TDR-004: Prism Indexing Must Move to a Queue-Based Worker¶

Status: Identified Priority: High (before GA / multi-tenant launch) Estimated Effort: 3–5 days Date Identified: 2026-02-27 Identified By: Dev lead (during EPC_012 Console UAT)

Description¶

What: The Prism Gateway currently runs full repo indexing as an inline asyncio.create_task on the HTTP server process. This works for a single-tenant alpha but is unsafe at any meaningful scale.

Current State:

# prism/gateway/console_routes.py
asyncio.create_task(
    _run_tier3_full_reindex(
        storage=storage, embedder=embedder,
        repo_full_name=..., clone_url=..., branch=..., tenant_id=...,
    )
)
return JSONResponse({"status": "queued"}, status_code=202)

Each POST /api/v1/repos/{id}/index spawns a background coroutine that: 1. Clones the full repo into /tmp via git clone --depth=1 2. Walks all files and generates Vertex AI embeddings (one embed() call per file) 3. Writes chunks + embeddings to pgvector

Why it is problematic:

Scenario	Failure mode
Single large repo (>300 MB)	OOM — Vertex AI SDK alone uses ~400 MB baseline
2+ repos indexed concurrently on the same instance	Additive memory pressure → OOM
Cloud Run scale-to-zero during indexing	Container killed mid-index, job silently lost
Indexing timeout (large repo > Cloud Run 3600s request timeout)	Job killed without status update
Retry on failure	No retry logic; failed jobs are silently dropped

The memory crash was observed during EPC_012 UAT at 531 MiB for a 69 MB repo (Fintama/helvetiq) — before the clone even started, just from loading the Vertex AI SDK. Memory was increased to 2 GiB as a short-term fix.

Desired State:

POST /api/v1/repos/{id}/index enqueues a Cloud Tasks task and returns 202 immediately. A dedicated indexer worker (separate Cloud Run service or Cloud Run Job) picks up the task, clones, embeds, and writes results. The gateway HTTP server has no indexing logic.

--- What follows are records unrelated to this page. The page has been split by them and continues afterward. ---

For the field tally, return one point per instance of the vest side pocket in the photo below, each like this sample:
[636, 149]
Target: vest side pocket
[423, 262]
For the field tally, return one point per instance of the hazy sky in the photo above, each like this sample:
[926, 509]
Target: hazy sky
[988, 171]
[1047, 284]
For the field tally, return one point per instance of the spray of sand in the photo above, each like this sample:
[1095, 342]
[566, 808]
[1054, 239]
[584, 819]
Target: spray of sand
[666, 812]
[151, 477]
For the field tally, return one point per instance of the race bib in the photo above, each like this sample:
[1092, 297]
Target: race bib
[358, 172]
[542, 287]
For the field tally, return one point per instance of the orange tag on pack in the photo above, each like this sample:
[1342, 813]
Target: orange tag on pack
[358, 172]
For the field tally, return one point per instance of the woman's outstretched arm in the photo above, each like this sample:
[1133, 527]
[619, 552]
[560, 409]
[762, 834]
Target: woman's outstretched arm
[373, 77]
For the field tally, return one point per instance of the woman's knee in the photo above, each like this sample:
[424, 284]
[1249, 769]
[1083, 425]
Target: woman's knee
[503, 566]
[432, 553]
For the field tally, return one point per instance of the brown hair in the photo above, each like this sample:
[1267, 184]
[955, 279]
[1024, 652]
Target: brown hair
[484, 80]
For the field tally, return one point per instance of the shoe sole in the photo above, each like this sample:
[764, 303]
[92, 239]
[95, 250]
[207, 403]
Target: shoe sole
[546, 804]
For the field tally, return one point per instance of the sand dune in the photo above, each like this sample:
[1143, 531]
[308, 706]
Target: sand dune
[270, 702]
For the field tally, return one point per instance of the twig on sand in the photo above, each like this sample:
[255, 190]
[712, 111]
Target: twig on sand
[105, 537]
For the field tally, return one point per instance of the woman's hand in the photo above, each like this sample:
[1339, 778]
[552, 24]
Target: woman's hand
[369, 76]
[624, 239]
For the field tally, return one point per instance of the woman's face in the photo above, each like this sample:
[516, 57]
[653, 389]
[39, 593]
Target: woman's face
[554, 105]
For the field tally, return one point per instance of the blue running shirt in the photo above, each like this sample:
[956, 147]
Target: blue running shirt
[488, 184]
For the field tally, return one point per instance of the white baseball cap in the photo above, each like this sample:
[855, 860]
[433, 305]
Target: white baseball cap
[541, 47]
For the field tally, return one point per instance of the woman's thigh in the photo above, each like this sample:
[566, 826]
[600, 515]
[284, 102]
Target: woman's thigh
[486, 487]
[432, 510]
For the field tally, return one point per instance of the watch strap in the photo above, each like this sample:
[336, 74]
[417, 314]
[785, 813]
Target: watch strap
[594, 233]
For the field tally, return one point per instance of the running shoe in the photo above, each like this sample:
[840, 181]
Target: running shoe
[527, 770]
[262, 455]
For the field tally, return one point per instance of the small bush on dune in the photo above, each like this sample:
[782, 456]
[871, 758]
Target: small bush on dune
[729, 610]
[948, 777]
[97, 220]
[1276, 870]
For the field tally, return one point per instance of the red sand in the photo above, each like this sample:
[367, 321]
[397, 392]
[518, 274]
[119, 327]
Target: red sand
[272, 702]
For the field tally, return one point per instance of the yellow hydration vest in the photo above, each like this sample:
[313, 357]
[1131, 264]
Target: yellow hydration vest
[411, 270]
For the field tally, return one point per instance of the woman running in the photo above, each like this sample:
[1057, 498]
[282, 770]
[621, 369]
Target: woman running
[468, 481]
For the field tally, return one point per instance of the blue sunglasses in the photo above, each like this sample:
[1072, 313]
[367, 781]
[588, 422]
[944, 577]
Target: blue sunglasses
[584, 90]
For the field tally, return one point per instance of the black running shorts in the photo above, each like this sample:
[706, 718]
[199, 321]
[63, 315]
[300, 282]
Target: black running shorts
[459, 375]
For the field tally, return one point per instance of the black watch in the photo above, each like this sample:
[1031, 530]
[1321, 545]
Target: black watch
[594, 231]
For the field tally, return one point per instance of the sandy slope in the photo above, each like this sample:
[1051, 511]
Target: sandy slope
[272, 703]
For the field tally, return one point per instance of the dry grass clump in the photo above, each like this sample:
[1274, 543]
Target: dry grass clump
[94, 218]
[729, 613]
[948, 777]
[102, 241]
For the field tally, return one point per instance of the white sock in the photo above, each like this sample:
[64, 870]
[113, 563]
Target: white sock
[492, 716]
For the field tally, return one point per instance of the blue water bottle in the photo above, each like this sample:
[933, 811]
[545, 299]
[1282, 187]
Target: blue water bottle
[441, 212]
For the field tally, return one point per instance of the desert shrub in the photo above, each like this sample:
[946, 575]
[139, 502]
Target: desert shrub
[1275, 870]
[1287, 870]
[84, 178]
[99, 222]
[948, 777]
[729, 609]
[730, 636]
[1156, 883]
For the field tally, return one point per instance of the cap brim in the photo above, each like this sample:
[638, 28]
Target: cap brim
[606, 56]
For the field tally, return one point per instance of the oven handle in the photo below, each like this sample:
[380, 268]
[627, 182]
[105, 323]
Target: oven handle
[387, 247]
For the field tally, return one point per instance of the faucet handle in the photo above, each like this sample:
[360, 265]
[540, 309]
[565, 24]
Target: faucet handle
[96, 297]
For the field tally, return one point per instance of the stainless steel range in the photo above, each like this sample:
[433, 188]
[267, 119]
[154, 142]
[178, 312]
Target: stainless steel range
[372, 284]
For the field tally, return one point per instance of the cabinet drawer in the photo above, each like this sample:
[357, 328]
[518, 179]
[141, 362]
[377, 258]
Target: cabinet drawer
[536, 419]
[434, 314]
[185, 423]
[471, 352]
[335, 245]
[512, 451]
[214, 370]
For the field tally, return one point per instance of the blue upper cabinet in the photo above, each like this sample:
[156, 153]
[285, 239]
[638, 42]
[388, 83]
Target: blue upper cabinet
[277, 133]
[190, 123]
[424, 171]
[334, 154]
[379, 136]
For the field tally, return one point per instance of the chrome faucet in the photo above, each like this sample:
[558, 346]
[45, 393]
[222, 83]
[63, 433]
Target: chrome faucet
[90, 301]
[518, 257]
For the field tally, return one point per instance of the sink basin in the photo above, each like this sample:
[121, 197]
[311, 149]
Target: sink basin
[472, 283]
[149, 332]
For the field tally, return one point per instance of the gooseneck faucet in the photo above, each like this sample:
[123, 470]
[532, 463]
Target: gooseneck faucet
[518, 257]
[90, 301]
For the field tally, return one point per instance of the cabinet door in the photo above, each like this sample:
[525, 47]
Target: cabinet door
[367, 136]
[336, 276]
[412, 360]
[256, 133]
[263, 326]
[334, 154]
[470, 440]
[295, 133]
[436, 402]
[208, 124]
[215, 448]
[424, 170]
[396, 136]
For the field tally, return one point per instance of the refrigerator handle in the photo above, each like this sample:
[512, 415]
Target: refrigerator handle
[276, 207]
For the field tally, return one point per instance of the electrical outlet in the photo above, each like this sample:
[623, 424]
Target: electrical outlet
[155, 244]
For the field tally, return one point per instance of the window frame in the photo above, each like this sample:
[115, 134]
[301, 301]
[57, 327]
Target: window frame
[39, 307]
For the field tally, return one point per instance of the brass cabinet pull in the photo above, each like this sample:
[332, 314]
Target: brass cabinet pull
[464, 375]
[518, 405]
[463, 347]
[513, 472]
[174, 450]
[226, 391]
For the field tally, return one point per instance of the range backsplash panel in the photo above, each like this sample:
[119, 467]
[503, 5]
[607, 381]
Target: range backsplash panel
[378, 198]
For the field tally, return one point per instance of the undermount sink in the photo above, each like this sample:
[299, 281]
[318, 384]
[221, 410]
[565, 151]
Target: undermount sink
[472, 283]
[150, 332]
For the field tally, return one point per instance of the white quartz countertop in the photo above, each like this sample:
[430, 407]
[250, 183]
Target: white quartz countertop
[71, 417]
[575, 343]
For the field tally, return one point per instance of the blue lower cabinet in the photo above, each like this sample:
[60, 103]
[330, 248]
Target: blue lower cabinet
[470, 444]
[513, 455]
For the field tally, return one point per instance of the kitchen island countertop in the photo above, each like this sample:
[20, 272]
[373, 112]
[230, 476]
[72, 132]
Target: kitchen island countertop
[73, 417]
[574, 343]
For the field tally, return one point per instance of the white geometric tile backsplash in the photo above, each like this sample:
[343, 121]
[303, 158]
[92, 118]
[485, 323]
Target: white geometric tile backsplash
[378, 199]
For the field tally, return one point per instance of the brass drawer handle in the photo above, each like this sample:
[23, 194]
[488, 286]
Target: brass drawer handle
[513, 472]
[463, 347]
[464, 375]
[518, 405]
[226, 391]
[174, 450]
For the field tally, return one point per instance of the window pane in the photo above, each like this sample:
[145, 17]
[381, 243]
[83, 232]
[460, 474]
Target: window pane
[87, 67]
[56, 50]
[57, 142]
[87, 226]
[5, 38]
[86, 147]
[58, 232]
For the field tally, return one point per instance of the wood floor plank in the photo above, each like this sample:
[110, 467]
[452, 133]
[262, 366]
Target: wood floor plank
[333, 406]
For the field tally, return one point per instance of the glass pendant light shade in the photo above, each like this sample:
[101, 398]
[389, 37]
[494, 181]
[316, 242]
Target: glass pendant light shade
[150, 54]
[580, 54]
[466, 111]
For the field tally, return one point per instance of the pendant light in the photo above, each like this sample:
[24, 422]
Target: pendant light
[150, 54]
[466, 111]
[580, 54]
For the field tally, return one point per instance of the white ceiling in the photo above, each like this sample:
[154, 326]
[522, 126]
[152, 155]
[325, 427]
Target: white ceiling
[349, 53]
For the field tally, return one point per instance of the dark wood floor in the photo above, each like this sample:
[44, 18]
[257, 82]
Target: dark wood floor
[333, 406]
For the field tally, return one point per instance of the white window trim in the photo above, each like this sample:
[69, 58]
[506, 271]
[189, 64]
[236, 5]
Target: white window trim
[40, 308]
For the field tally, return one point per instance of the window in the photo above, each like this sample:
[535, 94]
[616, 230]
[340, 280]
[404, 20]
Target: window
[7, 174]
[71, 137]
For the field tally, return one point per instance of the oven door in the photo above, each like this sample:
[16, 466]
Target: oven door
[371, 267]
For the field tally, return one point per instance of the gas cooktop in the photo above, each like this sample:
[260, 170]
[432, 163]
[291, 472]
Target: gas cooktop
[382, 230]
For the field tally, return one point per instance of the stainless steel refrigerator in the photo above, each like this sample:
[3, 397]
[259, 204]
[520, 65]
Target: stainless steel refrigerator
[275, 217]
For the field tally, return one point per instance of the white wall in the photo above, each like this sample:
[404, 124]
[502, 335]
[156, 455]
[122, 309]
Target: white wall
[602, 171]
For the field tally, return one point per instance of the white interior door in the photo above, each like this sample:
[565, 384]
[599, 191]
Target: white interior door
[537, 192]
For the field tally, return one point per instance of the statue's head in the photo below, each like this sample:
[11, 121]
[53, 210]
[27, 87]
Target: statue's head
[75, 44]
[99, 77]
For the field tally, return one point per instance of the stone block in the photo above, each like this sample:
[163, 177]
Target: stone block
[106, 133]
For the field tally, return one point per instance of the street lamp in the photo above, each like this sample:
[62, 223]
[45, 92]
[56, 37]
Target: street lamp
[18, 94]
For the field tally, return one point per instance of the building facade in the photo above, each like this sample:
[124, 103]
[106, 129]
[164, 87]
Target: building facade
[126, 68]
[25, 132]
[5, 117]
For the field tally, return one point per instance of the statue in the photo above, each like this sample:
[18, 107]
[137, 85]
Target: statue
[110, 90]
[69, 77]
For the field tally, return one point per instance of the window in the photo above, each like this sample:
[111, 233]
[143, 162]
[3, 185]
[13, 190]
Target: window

Console API ──► Gateway /index ──► Cloud Tasks queue ──► Indexer worker
                    202 ◄──────────────────────────────   (dedicated service)

Impact¶

Reliability¶

❌ Silent failures: OOM or timeout during indexing leaves the repo in "indexing" or "pending" state with no error surfaced to the user
❌ No retry: Failed jobs are lost; user must manually trigger again
❌ Race condition: Two simultaneous reindex triggers for the same repo produce duplicate work and potentially corrupt chunk data

Scalability¶

❌ Memory: Each concurrent index job adds ~150–400 MB; 4 concurrent jobs on a single 2 GiB instance will OOM
❌ CPU: Embedding generation is CPU-intensive; running it on the gateway degrades HTTP response latency for all other requests (MCP tools, auth)

Observability¶

❌ No progress visibility: Status is updated via direct DB writes from the background task; if the task is killed the status never updates to "failed"
❌ No job history: No record of past index runs, durations, or errors

Security¶

⚠️ Token in clone URL: GitHub access token is currently embedded in the clone URL (https://TOKEN@github.com/...) and passed through the gateway request body. This is a short-term pragmatic choice. A proper solution uses GitHub App installation tokens generated at job dispatch time.

Remediation Plan¶

Option A — Cloud Tasks + Separate Indexer Service (Recommended)¶

Create prism-indexer Cloud Run service (separate from gateway) — same Docker image, different entry point, no HTTP server
Gateway /index endpoint calls Cloud Tasks create_task pointing at prism-indexer/internal/run
Indexer handles one job at a time per instance; Cloud Tasks handles retries, deduplication (via task name), and timeout management
Job status written to prism.index_jobs table; gateway /status endpoint reads from there

Effort: ~4 days Requires: Cloud Tasks queue (1 queue, free tier covers alpha load)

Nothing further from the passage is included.